Autre constat de l'ancien ministre de la Fonction publique, les liens entre l'administration et les citoyens sont désormais marqués par la « défiance et la suspicion ». Ainsi, par exemple, sous couvert de lutte contre la fraude, l'administration tend exagérément à être prudente dans la délivrance des documents d'identité aux Français nés à l'étranger ou dont l'un des parents est né à l'étranger (6).

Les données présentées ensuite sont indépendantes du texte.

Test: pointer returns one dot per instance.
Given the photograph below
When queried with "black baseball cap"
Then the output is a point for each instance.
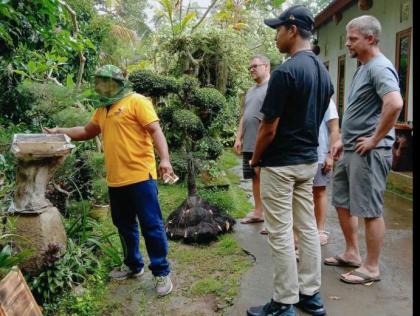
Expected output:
(298, 15)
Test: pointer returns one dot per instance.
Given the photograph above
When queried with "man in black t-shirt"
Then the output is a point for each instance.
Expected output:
(297, 97)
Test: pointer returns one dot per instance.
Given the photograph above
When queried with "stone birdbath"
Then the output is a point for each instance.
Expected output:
(36, 219)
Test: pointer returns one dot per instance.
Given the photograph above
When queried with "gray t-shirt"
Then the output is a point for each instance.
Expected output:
(252, 116)
(364, 104)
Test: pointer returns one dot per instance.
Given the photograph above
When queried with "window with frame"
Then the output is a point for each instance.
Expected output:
(341, 86)
(402, 63)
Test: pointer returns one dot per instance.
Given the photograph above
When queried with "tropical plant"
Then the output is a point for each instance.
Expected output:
(61, 273)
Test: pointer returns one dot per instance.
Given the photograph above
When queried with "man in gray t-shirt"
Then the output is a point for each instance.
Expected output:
(373, 106)
(248, 127)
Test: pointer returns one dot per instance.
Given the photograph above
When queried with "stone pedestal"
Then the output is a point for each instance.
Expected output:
(38, 231)
(37, 221)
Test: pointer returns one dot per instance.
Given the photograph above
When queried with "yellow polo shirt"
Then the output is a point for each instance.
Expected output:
(128, 147)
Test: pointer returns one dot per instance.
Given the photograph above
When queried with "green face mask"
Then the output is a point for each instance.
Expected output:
(102, 100)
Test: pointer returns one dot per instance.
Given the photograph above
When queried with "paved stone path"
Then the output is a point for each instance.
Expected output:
(391, 296)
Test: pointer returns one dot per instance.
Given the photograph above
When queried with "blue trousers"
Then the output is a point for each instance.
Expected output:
(134, 202)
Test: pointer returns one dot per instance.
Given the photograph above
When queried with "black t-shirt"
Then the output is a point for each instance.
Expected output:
(298, 93)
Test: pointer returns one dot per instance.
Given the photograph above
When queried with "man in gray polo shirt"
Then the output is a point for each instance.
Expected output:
(374, 103)
(246, 135)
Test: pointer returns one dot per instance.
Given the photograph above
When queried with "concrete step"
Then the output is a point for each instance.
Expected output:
(400, 182)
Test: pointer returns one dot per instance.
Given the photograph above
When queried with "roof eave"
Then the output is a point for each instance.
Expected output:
(334, 7)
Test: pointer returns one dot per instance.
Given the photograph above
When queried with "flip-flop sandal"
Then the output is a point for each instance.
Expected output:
(323, 237)
(364, 278)
(264, 231)
(340, 262)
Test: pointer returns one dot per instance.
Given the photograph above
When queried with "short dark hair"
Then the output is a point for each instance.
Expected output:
(305, 34)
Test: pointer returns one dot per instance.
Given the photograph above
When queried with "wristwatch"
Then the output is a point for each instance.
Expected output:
(251, 165)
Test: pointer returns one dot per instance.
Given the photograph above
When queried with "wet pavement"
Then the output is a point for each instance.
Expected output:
(393, 295)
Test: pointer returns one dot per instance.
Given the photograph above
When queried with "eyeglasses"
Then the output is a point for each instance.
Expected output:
(255, 66)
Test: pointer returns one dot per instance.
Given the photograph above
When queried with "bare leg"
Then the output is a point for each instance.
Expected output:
(375, 232)
(348, 225)
(256, 192)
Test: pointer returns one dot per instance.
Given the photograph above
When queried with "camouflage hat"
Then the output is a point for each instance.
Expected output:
(110, 71)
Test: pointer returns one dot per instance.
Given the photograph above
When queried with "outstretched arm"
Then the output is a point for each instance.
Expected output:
(89, 131)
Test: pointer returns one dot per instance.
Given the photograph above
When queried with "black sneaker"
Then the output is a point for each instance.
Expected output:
(272, 309)
(312, 304)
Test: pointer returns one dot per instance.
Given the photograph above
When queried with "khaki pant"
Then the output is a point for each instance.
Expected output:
(286, 194)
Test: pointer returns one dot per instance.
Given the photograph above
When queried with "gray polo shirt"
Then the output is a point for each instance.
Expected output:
(364, 104)
(252, 116)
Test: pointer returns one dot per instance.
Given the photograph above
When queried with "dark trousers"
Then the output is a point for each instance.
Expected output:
(140, 201)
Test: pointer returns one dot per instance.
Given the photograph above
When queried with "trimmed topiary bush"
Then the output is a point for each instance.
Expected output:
(151, 84)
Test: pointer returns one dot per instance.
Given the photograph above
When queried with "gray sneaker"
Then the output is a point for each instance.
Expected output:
(163, 285)
(125, 272)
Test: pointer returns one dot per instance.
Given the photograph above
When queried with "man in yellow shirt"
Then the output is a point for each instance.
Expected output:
(129, 127)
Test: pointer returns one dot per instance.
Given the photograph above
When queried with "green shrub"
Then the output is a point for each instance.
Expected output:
(151, 84)
(209, 101)
(100, 191)
(210, 147)
(188, 123)
(60, 274)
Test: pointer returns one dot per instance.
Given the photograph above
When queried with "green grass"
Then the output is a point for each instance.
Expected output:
(199, 270)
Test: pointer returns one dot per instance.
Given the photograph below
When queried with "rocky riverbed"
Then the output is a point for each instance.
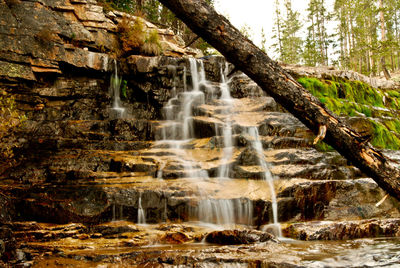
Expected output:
(197, 171)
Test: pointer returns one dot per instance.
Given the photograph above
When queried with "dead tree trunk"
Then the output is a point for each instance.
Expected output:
(240, 51)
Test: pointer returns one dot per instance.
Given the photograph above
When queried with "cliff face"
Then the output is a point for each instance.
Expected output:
(84, 163)
(45, 36)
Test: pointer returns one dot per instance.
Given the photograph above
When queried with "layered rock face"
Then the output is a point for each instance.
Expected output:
(194, 143)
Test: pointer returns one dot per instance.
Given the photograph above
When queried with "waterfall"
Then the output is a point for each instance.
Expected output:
(177, 131)
(267, 176)
(227, 101)
(141, 213)
(115, 85)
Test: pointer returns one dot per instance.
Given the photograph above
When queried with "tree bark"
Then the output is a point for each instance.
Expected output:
(239, 50)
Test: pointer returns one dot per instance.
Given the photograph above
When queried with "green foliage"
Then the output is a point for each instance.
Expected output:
(351, 98)
(384, 138)
(10, 119)
(286, 33)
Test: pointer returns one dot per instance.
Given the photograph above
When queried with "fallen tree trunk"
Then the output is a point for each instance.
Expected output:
(239, 50)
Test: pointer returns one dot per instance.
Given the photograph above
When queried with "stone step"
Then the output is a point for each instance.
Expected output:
(343, 230)
(109, 197)
(115, 129)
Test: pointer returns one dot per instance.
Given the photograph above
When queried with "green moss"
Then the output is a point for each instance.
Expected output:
(384, 138)
(350, 98)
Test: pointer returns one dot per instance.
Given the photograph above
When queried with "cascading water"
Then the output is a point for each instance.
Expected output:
(115, 85)
(227, 101)
(267, 176)
(177, 133)
(141, 214)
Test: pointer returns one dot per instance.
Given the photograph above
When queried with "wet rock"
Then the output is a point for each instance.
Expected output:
(175, 238)
(343, 230)
(236, 237)
(114, 228)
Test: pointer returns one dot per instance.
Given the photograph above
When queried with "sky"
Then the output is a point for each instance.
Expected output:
(259, 14)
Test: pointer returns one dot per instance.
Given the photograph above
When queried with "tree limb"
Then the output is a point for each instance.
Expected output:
(239, 50)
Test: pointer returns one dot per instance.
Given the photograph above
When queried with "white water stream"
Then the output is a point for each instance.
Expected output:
(177, 131)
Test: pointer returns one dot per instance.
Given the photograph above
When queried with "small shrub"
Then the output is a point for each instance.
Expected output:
(152, 44)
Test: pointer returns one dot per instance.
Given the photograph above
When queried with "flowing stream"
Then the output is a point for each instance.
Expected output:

Pour pacifier les relations et apaiser les tensions, il propose donc, fort de son expérience, de développer « la médiation pour faire prévaloir l'écoute et le dialogue ». Si elle ne permet pas toujours de trouver une solution au problème soulevé, « elle n'en parvient pas moins à remettre les difficultés de l'administration au centre des préoccupations de chaque administration, ce qui est déjà une victoire en soi ». Tel est le cas notamment en matière de santé ou dans les établissements pénitentiaires où la présence de ses délégués a été généralisé en 2010 (7). Sa connaissance des problèmes récurrents dans les prisons lui a d'ailleurs permis de contribuer à la rédaction de la loi pénitentiaire du 24 novembre 2009 (8), notamment d'y faire inscrire la généralisation des points d'accès au droit. Autre objectif de Jean-Paul Delevoye : renforcer les partenariats au bénéfice de l'administré. Ce qui a été le cas en 2009 avec, entre autres, Pôle emploi et les régimes complémentaires de retraite AGIRC (cadres) et ARRCO (salariés). Plus généralement, depuis 2008, le médiateur de la République ne cesse de demander le renforcement, dans tous les services publics, de la fonction d'accueil et d'information, notamment des populations précaires et fragilisées, écartées de la technologie.

En 2010, l'institution entend aussi suivre les propositions de réformes qu'elle a soumises et qui sont restées sans réponse. C'est le cas par exemple du refus d'octroi des allocations familiales aux parents en situation régulière d'enfants étrangers entrés sur le territoire français en dehors de la procédure de regroupement familial. Elle souhaite également suggérer des améliorations à la loi du 5 mars 2007 portant réforme de la protection juridique des majeurs (9), notamment sur le financement de la prise en charge des majeurs protégés, le contrôle des comptes de tutelle et les modalités de l'inventaire du patrimoine, la situation des mandataires judiciaires bénévoles... Le médiateur de la République entend également être présent lors du rendez-vous 2010 sur les retraites, qui doit déboucher sur un projet de loi en septembre prochain (10).

Notes

(1) Rapport disponible sur www.mediateur-republique.fr.

(2) Voir respectivement ASH n° 2624 du 18-09-09, p. 5 et n° 2646 du 12-02-10, p. 15.

(3) Voir ASH n° 2645 du 5-02-10, p. 12.

(4) Voir entre autres ASH n° 2629 du 23-10-09, p. 47 et n° 2634 du 27-11-09, p. 45.

(5) Sur le troisième bilan d'étape de sa mise en oeuvre, voir ci-contre.

(6) La garde des Sceaux a assuré le 18 février que les services du ministre de l'Intérieur avait déjà donné des consignes d'assouplissement pour ces démarches. D'ailleurs, a-t-elle précisé, un projet de décret en ce sens devrait être soumis pour avis au Conseil d'Etat.

(7) Selon le rapport, au 1er janvier 2010, près de 59 000 détenus (soit 94 % de la population carcérale), répartis sur 164 sites pénitentiaires bénéficiaient d'un accès direct à un délégué du médiateur de la République.

(8) Voir en dernier lieu ASH n° 2635 du 4-12-09, p. 17 et n° 2636 du 11-12-09, p. 16 et 41.

(9) Voir ASH n° 2499 du 23-03-7, p. 19.

(10) Voir ASH n° 2647 du 19-02-10, p. 7.